Frankenberg: Länder siegen auf ganzer Front

"Nach der Aufhebung des bundesweiten Studiengebührenverbotes durch das Urteil des Bundesverfassungsgerichts ist der Weg frei, sozialverträgliche Studienbeiträge der Studierenden einzuführen. Baden-Württemberg wird diese Option nutzen, um durch solche Studienbeiträge für eine bessere Finanzierung der Hochschulen zu sorgen. Dies wird den Studierenden durch bessere Studienbedingungen zugute kommen." Mit diesen Worten kommentierte der baden-württembergische Wissenschaftsminister Prof. Dr. Peter Frankenberg die Entscheidung des Bundesverfassungsgerichts, das damit der Normenkontrollklage der Länder Baden-Württemberg, Bayern, Hessen, Saarland, Sachsen und Sachsen-Anhalt stattgegeben hat. "Ich begrüße das Urteil, das unsere Argumente gegen das Studiengebührenverbot des Bundes juristisch voll bestätigt und inhaltlich unterstützt."

26.01.2005 Pressemeldung Ministerium für Wissenschaft, Forschung und Kunst Baden-Württemberg

Die Einführung von Studienbeiträgen wird nach Frankenbergs Auffassung "den Wissenschaftsstandort Deutschland zum Positiven verändern". Baden-Württemberg plane die Einführung von Studienbeiträgen in Höhe von ca. 500 Euro - entweder als Durchschnittsbetrag einer Bandbreite oder als Festbetrag - spätestens im Jahr 2007. "Es wäre zu begrüßen, wenn die Länder sich über gewisse Grundsätze zur Einführung von Studienbeiträgen abstimmen würden." Zu diesem Zweck habe er mit den anderen CDU-Wissenschaftsministern ein Eckpunktepapier ausgearbeitet, das es nun zu konkretisieren gelte. (Siehe dazu nähere Informationen unter "Thema Studiengebühren" auf der Website www.mwk.baden-wuerttemberg.de )

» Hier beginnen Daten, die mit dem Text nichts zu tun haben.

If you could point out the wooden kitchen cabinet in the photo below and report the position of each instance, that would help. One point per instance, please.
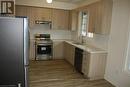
(34, 13)
(104, 16)
(58, 52)
(69, 52)
(74, 20)
(60, 19)
(93, 65)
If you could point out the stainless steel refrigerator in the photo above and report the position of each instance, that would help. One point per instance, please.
(14, 45)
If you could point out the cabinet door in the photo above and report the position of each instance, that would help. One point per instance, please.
(74, 20)
(34, 13)
(69, 52)
(85, 64)
(20, 10)
(92, 16)
(60, 19)
(58, 49)
(104, 17)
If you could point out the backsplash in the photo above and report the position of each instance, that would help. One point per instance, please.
(44, 29)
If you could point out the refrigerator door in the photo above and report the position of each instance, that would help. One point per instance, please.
(12, 73)
(26, 42)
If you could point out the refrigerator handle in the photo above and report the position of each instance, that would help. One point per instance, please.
(19, 84)
(26, 42)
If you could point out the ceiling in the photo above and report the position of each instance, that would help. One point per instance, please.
(71, 1)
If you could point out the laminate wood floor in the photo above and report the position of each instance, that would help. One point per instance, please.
(59, 73)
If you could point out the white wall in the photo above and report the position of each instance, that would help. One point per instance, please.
(99, 41)
(86, 2)
(55, 34)
(43, 3)
(118, 43)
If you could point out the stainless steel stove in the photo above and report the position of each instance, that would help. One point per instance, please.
(43, 47)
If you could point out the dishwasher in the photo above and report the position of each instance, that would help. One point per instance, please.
(78, 59)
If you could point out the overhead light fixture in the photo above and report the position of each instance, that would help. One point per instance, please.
(49, 1)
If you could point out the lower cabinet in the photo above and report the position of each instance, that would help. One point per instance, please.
(93, 65)
(69, 52)
(58, 49)
(32, 50)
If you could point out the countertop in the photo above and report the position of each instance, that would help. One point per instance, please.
(88, 48)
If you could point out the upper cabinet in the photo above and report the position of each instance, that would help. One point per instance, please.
(34, 13)
(99, 16)
(60, 19)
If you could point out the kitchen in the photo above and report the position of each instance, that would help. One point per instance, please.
(64, 27)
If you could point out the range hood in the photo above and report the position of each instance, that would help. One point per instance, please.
(42, 22)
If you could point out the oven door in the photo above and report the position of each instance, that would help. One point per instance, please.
(44, 49)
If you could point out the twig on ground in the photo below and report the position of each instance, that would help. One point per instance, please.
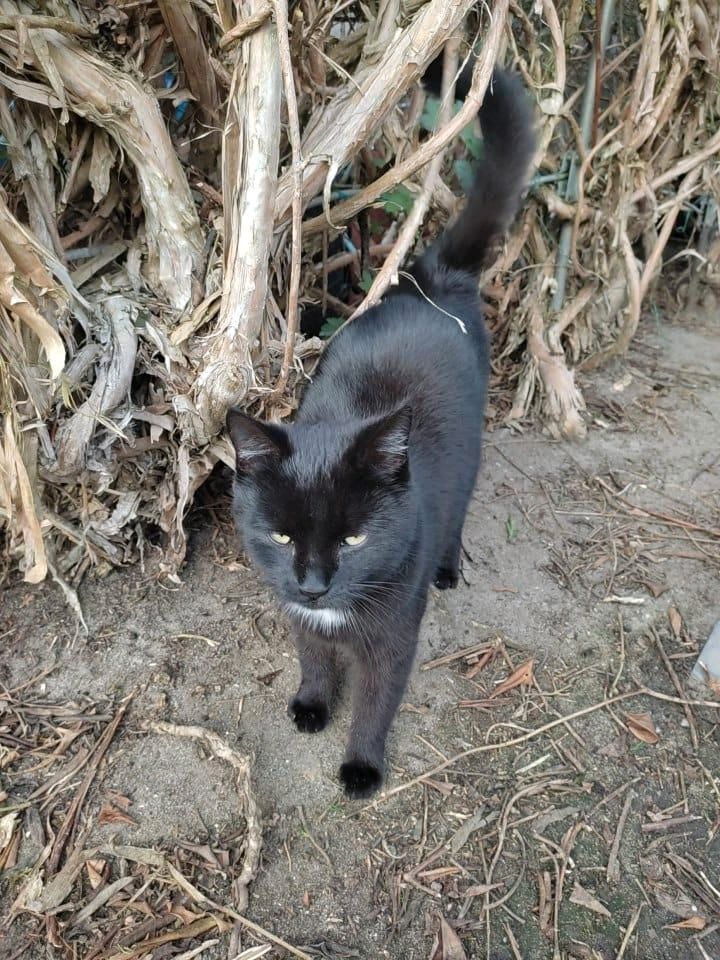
(613, 867)
(387, 274)
(243, 783)
(281, 18)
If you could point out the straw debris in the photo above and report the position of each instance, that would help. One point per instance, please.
(160, 157)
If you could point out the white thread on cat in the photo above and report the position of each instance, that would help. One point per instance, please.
(322, 619)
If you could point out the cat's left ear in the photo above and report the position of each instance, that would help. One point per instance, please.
(383, 444)
(255, 442)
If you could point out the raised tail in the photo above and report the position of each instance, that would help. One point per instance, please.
(506, 121)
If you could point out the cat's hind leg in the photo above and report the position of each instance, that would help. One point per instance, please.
(311, 706)
(447, 573)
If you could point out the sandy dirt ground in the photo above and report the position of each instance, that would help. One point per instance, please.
(594, 571)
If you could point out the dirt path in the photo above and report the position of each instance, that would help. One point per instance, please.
(585, 842)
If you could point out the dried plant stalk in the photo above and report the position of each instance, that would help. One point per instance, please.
(339, 129)
(115, 101)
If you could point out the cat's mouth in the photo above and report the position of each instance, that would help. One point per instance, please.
(323, 619)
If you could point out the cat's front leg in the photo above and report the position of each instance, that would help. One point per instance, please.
(310, 707)
(379, 680)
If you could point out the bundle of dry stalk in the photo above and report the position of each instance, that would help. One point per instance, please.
(176, 171)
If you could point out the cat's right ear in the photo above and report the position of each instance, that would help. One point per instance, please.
(255, 442)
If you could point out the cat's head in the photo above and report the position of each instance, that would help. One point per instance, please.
(325, 511)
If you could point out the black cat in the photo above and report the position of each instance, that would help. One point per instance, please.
(354, 510)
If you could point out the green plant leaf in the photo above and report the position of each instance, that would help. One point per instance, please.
(330, 326)
(398, 200)
(465, 172)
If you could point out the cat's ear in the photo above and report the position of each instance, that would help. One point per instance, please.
(383, 444)
(255, 441)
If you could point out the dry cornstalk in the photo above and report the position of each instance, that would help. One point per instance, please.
(116, 102)
(251, 144)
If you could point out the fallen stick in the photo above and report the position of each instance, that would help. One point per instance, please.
(531, 734)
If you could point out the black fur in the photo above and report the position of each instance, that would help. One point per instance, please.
(387, 445)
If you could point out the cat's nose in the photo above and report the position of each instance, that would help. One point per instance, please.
(312, 587)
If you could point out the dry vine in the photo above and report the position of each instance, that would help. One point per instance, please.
(146, 284)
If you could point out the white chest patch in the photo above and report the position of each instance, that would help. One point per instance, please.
(322, 619)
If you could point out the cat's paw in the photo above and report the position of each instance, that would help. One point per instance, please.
(309, 717)
(360, 779)
(446, 579)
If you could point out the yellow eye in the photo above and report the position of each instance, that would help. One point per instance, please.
(356, 541)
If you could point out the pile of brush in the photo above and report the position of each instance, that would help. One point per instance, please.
(196, 194)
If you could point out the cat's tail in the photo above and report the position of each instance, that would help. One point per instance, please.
(507, 124)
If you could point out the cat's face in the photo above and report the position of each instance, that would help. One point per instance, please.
(325, 511)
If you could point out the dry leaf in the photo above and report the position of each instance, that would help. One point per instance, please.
(585, 899)
(7, 828)
(642, 726)
(522, 677)
(109, 814)
(692, 923)
(447, 944)
(480, 664)
(675, 621)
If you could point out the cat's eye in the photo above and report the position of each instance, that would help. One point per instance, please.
(356, 540)
(282, 538)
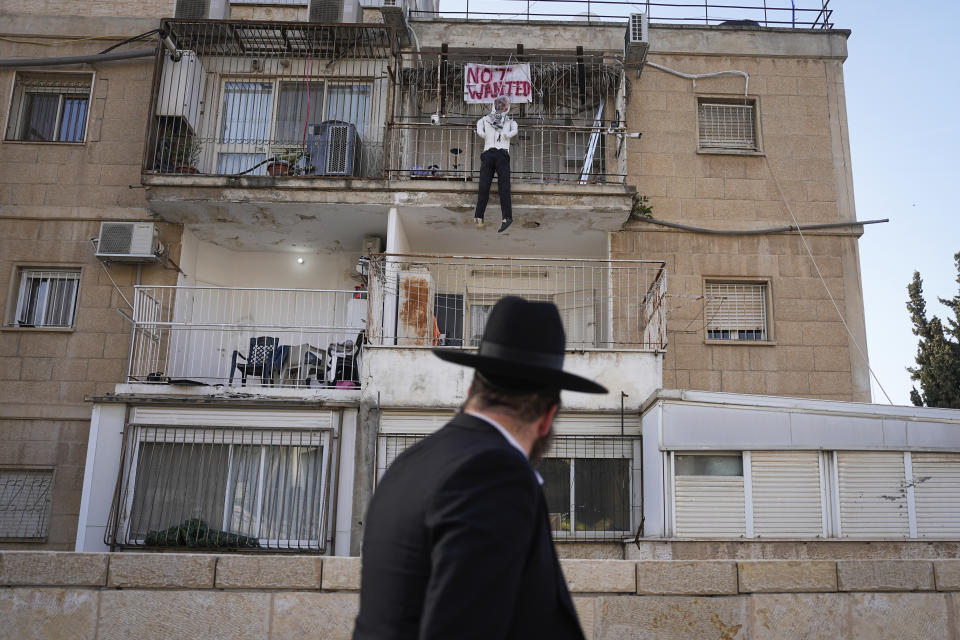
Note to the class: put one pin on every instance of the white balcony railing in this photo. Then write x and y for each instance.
(247, 337)
(420, 300)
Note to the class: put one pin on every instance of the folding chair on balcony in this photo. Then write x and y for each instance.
(259, 361)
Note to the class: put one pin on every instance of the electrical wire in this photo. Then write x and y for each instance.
(824, 282)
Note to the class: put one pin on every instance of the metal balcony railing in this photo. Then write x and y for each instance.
(570, 121)
(271, 98)
(419, 300)
(295, 338)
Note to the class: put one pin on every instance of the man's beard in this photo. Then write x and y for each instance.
(540, 446)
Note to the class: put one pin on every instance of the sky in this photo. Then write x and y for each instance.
(902, 97)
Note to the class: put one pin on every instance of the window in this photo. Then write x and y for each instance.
(228, 488)
(736, 311)
(46, 298)
(49, 107)
(587, 482)
(25, 502)
(727, 124)
(258, 118)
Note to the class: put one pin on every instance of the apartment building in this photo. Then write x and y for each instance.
(231, 252)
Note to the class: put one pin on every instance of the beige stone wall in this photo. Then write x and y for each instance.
(162, 596)
(52, 199)
(802, 125)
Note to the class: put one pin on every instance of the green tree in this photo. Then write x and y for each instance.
(938, 353)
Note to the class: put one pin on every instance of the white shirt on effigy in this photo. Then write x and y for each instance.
(494, 138)
(506, 434)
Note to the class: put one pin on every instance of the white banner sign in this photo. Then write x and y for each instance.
(484, 83)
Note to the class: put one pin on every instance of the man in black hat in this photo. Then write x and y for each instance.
(457, 540)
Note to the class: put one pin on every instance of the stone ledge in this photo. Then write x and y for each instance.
(269, 572)
(885, 575)
(600, 576)
(947, 575)
(53, 568)
(341, 574)
(787, 576)
(686, 577)
(161, 570)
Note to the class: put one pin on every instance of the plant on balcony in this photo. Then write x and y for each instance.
(289, 161)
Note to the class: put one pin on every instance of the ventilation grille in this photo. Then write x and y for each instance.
(115, 237)
(193, 9)
(325, 10)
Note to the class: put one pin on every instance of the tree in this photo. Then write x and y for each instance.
(938, 353)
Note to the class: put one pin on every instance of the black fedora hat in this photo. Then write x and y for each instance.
(523, 345)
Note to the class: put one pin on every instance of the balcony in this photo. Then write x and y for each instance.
(264, 340)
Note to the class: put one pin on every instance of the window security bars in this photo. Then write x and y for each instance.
(800, 14)
(592, 483)
(727, 126)
(46, 298)
(736, 311)
(49, 107)
(222, 488)
(444, 301)
(297, 338)
(279, 99)
(570, 132)
(25, 502)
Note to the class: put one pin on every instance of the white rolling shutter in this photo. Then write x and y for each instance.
(936, 480)
(709, 507)
(786, 494)
(873, 497)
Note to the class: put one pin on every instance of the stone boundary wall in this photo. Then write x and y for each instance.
(54, 595)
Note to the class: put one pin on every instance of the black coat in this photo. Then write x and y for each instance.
(457, 545)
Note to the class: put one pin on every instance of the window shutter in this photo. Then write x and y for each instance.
(736, 307)
(726, 126)
(709, 506)
(786, 494)
(873, 498)
(936, 486)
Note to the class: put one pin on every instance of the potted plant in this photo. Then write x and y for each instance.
(178, 151)
(287, 162)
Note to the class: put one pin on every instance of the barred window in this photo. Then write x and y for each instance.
(46, 297)
(736, 311)
(25, 503)
(727, 124)
(50, 107)
(226, 488)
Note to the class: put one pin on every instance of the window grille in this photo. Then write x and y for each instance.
(229, 488)
(591, 483)
(727, 125)
(47, 298)
(736, 311)
(25, 502)
(49, 107)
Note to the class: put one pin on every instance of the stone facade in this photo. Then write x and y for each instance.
(176, 595)
(53, 197)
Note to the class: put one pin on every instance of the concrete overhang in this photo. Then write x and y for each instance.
(304, 214)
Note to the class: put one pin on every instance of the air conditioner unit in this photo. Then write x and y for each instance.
(325, 11)
(129, 242)
(334, 147)
(203, 9)
(182, 86)
(636, 40)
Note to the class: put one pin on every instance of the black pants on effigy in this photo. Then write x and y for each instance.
(494, 160)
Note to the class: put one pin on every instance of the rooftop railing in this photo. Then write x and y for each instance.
(420, 300)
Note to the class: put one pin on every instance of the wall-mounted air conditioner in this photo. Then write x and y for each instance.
(203, 9)
(182, 84)
(636, 40)
(129, 242)
(334, 147)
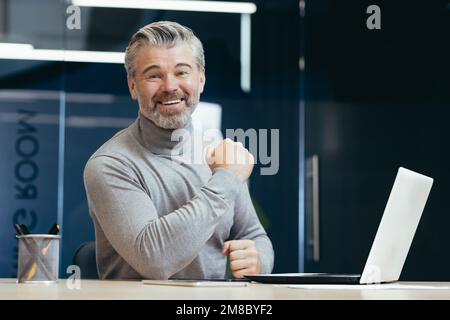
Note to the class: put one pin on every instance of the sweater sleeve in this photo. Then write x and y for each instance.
(247, 226)
(156, 247)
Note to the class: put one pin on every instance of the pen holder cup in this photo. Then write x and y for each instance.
(38, 258)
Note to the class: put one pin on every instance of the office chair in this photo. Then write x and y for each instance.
(84, 257)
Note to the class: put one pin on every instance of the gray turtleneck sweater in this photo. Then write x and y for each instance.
(156, 217)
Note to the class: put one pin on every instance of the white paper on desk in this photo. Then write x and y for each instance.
(387, 286)
(196, 283)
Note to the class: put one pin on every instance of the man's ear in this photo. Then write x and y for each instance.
(132, 87)
(202, 80)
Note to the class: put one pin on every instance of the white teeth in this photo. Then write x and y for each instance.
(172, 102)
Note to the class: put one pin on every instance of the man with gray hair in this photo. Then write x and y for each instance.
(158, 218)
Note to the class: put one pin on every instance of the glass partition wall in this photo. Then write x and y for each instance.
(63, 93)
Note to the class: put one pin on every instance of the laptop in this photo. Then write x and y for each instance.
(392, 241)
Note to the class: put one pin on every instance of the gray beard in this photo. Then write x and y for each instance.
(175, 121)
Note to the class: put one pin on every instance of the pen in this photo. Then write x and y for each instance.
(24, 229)
(54, 229)
(19, 229)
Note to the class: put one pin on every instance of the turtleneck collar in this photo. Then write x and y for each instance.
(159, 140)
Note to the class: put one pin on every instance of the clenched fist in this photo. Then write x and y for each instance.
(244, 258)
(231, 156)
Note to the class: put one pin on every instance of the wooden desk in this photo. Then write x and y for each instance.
(102, 289)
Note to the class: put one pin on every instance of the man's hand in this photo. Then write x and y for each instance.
(244, 258)
(231, 156)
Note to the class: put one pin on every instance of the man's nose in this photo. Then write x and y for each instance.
(170, 83)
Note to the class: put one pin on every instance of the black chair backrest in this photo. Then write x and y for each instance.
(84, 257)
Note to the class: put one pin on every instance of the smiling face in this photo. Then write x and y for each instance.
(167, 84)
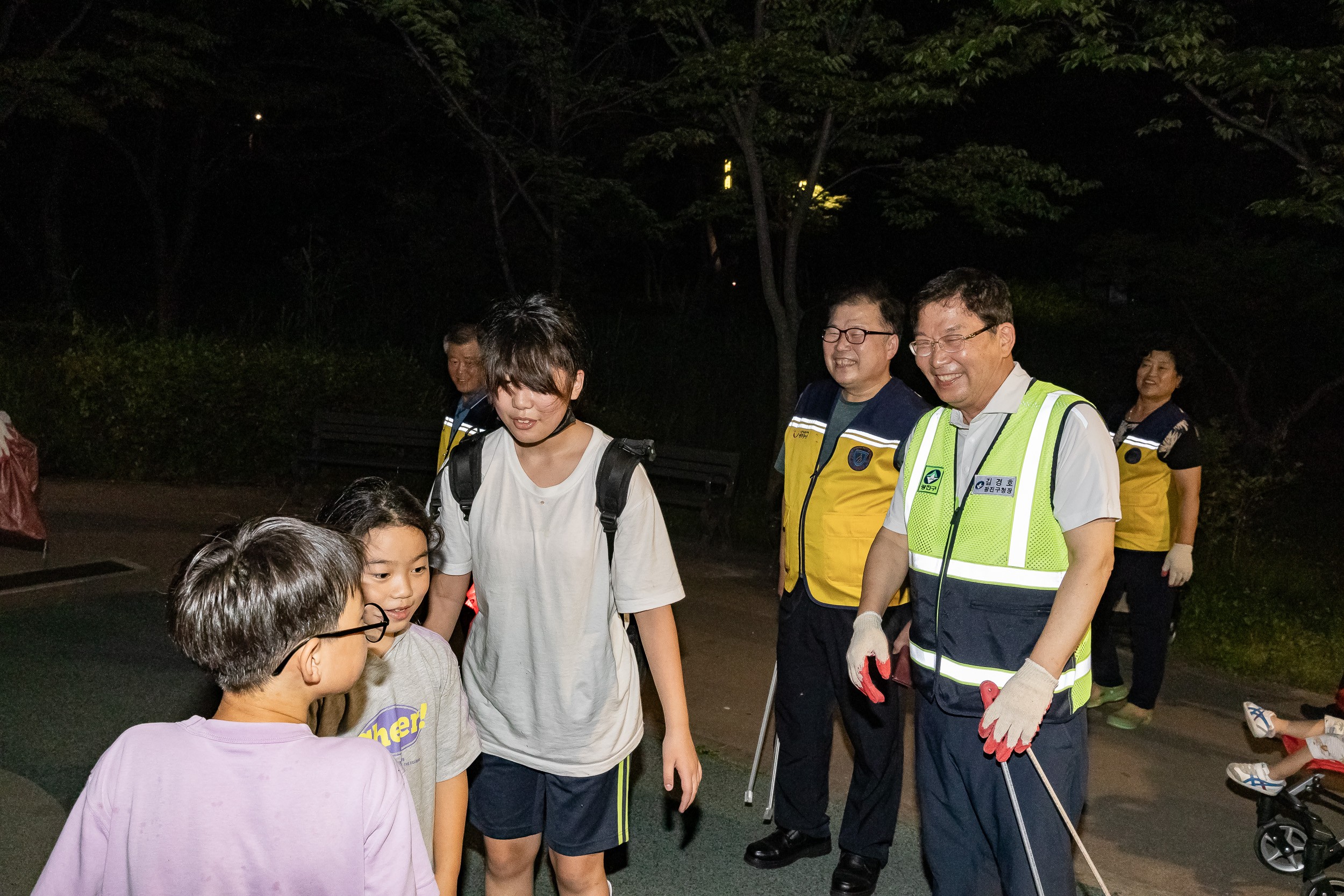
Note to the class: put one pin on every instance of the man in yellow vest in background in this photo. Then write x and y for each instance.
(839, 475)
(474, 412)
(1004, 520)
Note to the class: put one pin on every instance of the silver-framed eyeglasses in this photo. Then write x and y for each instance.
(855, 335)
(950, 345)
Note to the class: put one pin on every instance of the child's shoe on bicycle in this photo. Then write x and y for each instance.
(1256, 777)
(1106, 695)
(1259, 719)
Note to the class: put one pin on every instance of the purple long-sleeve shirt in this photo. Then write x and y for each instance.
(202, 808)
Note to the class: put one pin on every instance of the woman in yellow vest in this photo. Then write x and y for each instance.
(1157, 448)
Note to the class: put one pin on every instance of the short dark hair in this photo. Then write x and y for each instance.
(983, 293)
(1181, 355)
(461, 335)
(527, 340)
(249, 594)
(373, 503)
(877, 293)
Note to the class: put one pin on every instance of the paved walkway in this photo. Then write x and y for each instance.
(1162, 819)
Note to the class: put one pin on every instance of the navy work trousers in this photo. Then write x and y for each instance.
(813, 679)
(1139, 577)
(968, 827)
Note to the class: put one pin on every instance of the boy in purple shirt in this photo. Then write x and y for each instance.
(251, 801)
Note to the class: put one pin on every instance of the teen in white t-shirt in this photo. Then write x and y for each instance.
(549, 671)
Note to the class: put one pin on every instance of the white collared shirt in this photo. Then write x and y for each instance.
(1086, 476)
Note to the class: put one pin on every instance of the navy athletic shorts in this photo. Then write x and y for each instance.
(578, 816)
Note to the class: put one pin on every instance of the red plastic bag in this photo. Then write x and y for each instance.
(19, 484)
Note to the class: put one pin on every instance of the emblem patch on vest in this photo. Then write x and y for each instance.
(929, 484)
(1004, 485)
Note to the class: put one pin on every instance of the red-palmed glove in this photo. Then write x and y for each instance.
(869, 641)
(1014, 718)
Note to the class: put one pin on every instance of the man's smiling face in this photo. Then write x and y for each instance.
(968, 378)
(863, 367)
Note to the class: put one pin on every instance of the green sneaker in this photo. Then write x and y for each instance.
(1129, 718)
(1106, 695)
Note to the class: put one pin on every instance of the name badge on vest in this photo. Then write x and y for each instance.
(1004, 485)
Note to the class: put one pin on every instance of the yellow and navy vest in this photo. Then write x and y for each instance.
(477, 418)
(1148, 500)
(835, 505)
(984, 571)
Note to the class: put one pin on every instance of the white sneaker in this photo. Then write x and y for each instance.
(1259, 719)
(1254, 776)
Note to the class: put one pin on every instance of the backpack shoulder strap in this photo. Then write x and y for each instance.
(613, 483)
(464, 472)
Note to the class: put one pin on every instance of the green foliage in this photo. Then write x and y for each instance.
(132, 58)
(991, 186)
(828, 92)
(1270, 96)
(109, 405)
(1269, 613)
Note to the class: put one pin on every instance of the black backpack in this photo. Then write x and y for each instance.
(613, 488)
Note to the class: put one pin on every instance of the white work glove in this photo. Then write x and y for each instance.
(1179, 564)
(1012, 720)
(869, 641)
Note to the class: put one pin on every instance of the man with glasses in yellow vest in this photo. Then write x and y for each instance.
(839, 473)
(1004, 519)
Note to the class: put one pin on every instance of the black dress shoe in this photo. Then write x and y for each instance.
(784, 848)
(855, 875)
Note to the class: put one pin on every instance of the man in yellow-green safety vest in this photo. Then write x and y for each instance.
(1004, 520)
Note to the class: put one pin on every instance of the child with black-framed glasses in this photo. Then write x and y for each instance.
(251, 801)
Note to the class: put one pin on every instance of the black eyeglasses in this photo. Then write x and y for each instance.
(855, 334)
(374, 629)
(950, 345)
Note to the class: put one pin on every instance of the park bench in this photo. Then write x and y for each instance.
(697, 478)
(370, 441)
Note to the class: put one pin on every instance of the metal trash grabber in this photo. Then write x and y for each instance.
(756, 762)
(988, 692)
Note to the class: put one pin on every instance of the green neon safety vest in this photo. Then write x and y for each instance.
(984, 571)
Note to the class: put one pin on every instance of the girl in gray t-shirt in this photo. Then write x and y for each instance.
(410, 696)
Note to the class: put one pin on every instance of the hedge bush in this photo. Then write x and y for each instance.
(113, 405)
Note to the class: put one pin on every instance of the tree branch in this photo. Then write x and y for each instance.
(1238, 382)
(485, 140)
(1313, 399)
(1264, 133)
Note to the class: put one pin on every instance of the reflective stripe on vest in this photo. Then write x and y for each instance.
(988, 574)
(972, 676)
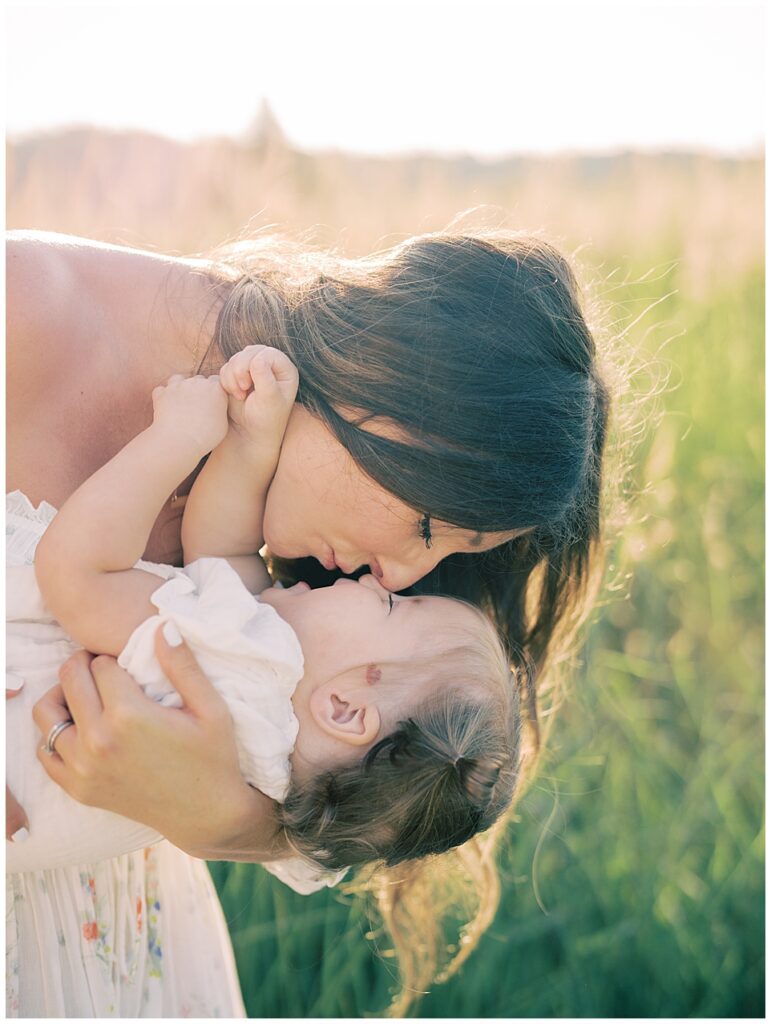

Für die Studierenden sei das Wichtigste beim Thema Studienbeiträge, dass diese "zu besseren Studienbedingungen führen und andererseits dadurch niemand wegen der finanziellen Lage des Elternhauses vom Studium abgehalten werden darf", betonte Frankenberg. Eine soziale Selektion werde verhindert durch nachlaufende Studienbeiträge, die von den Studierenden letztlich erst bezahlt werden müssten, wenn sie nach dem Berufseintritt ein gewisses Einkommen überschreiten. "Die Forderung des Gerichts, dass die Länder in eigener Verantwortung den Hochschulzugang für alle Studienbewerber ermöglichen müssen, ist für uns eine selbstverständliche Maxime für unsere Konzeption von Studienbeiträgen."

Positiv für die Studierenden sei auch, dass die Studienbeiträge ihnen mit ihren Anforderungen an das Studium eine bessere Position gegenüber den Hochschulen geben, denen diese Mittel zufließen sollen. Insgesamt wertete Frankenberg die Einführung von sozialverträglichen Studienbeiträgen als "Chance für die Hochschulen und die Studierenden für deutlich verbesserte Studienbedingungen".